AIG’s investing “obviously doesn’t make any sense if the world relapses and there’s a massive recession and unemployment goes to 30 percent,” said Sanford C. Bernstein’s Stirling....
AIG's investing doesn't make any sense from a public relations perspective.
AIG has also added to its business that guarantees home loans against default. Its United Guaranty Corp. unit said last week it hired Donna DeMaio, the former head of MetLife Inc. (MET)’s bank, to be chief operating officer. 
United Guaranty has become the second-largest U.S. private mortgage insurer, according to industry newsletter Inside Mortgage Finance with a 23.7 percent market share in the first three months of 2012. That’s up from 14.6 percent a year earlier. Radian Group Inc. (RDN) is the largest. 
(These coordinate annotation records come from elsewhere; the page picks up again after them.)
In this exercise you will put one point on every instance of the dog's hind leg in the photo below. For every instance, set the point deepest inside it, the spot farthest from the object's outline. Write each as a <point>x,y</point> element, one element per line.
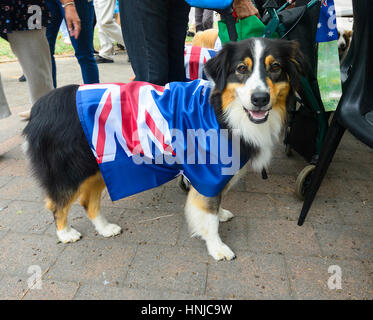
<point>203,215</point>
<point>90,199</point>
<point>64,232</point>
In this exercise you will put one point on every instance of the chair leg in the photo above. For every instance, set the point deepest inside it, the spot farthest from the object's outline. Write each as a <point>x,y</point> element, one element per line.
<point>329,148</point>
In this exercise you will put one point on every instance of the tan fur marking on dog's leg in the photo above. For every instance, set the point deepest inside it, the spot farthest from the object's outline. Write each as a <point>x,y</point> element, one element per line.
<point>203,220</point>
<point>91,190</point>
<point>64,232</point>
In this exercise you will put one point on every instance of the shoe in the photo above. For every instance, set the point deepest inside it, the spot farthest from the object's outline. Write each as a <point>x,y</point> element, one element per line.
<point>100,59</point>
<point>25,115</point>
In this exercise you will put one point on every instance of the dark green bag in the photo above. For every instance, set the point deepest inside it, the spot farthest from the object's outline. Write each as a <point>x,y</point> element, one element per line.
<point>246,28</point>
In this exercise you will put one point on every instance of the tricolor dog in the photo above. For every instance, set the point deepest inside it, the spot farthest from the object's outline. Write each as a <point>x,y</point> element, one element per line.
<point>251,82</point>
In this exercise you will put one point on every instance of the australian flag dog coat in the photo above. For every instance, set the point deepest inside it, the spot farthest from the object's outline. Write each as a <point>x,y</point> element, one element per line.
<point>144,135</point>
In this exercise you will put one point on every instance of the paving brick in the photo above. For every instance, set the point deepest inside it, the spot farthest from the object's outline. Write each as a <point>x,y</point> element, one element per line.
<point>356,212</point>
<point>345,241</point>
<point>99,261</point>
<point>168,268</point>
<point>3,232</point>
<point>3,208</point>
<point>151,227</point>
<point>283,184</point>
<point>12,288</point>
<point>282,236</point>
<point>353,190</point>
<point>368,264</point>
<point>309,279</point>
<point>232,232</point>
<point>26,217</point>
<point>172,199</point>
<point>20,251</point>
<point>284,165</point>
<point>249,276</point>
<point>94,292</point>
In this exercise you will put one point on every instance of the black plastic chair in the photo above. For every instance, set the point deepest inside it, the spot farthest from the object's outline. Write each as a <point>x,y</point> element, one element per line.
<point>355,109</point>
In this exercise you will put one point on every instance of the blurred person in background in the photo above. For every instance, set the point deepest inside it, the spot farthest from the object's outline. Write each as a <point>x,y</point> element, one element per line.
<point>154,33</point>
<point>23,26</point>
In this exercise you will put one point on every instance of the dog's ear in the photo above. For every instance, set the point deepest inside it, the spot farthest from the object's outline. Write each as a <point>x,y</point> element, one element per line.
<point>297,64</point>
<point>217,68</point>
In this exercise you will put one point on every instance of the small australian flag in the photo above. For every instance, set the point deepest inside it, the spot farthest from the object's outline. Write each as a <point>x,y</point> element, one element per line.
<point>327,26</point>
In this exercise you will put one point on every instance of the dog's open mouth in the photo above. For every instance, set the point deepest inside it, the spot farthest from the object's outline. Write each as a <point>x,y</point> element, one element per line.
<point>258,116</point>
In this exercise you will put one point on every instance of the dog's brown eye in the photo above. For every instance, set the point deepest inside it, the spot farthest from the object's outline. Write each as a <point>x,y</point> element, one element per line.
<point>242,68</point>
<point>275,67</point>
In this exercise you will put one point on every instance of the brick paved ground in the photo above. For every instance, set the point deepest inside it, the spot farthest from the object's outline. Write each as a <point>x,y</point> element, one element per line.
<point>156,259</point>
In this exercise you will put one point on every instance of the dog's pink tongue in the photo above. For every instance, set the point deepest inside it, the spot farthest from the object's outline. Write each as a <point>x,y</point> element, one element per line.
<point>258,114</point>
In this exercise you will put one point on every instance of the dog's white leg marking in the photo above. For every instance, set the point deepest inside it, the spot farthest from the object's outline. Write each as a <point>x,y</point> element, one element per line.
<point>206,225</point>
<point>68,235</point>
<point>104,228</point>
<point>224,215</point>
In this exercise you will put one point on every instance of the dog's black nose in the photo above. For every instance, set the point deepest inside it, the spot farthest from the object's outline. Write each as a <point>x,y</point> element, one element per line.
<point>260,99</point>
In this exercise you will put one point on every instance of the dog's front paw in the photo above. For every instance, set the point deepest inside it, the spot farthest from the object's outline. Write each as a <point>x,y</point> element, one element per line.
<point>224,215</point>
<point>220,251</point>
<point>68,235</point>
<point>109,230</point>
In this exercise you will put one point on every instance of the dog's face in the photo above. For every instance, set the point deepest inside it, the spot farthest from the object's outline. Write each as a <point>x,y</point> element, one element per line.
<point>256,75</point>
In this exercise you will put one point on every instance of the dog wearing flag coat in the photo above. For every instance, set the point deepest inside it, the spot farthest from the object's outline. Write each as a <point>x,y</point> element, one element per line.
<point>80,140</point>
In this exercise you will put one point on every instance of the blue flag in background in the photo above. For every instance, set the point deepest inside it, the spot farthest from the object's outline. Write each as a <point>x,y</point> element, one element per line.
<point>327,26</point>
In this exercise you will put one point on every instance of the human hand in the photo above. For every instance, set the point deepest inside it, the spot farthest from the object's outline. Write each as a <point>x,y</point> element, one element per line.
<point>244,8</point>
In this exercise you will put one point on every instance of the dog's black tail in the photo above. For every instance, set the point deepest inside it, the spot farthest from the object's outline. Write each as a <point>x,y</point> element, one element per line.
<point>59,154</point>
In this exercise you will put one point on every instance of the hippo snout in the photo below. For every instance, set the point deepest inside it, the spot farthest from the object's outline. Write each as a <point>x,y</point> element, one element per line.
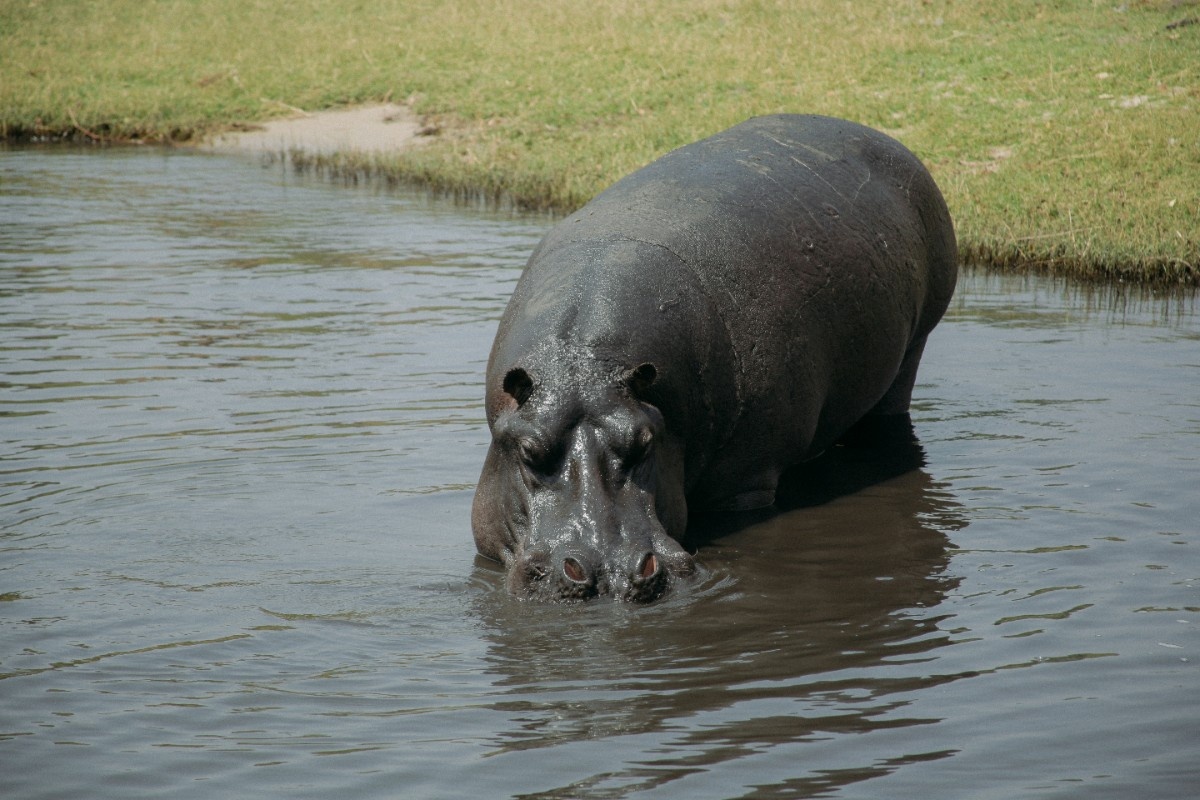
<point>576,573</point>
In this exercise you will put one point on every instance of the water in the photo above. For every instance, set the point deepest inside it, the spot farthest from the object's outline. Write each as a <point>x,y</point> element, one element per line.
<point>240,419</point>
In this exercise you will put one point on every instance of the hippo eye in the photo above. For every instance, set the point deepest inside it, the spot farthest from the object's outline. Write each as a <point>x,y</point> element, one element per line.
<point>535,456</point>
<point>641,446</point>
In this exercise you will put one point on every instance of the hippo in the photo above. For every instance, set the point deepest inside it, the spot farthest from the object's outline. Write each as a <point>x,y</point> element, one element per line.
<point>717,317</point>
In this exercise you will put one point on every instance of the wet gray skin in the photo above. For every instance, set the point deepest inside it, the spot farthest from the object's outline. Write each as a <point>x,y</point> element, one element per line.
<point>589,489</point>
<point>719,316</point>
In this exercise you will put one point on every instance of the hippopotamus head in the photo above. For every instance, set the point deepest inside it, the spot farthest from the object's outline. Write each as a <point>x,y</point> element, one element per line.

The unit is “putting very good business on the books as we grow,” Benmosche said on a May 4 conference call with analysts. 
While AIG is having to move out of traditional investment- grade bonds for yield, they’re not taking so much risk they’ll “blow themselves up again,” said Rob Haines, an analyst at debt research firm CreditSights Inc. in New York. “If they get a bloody nose again, the company will be punished very severely in terms of their stock price and their credit spreads, and I think they’re very cognizant of that.”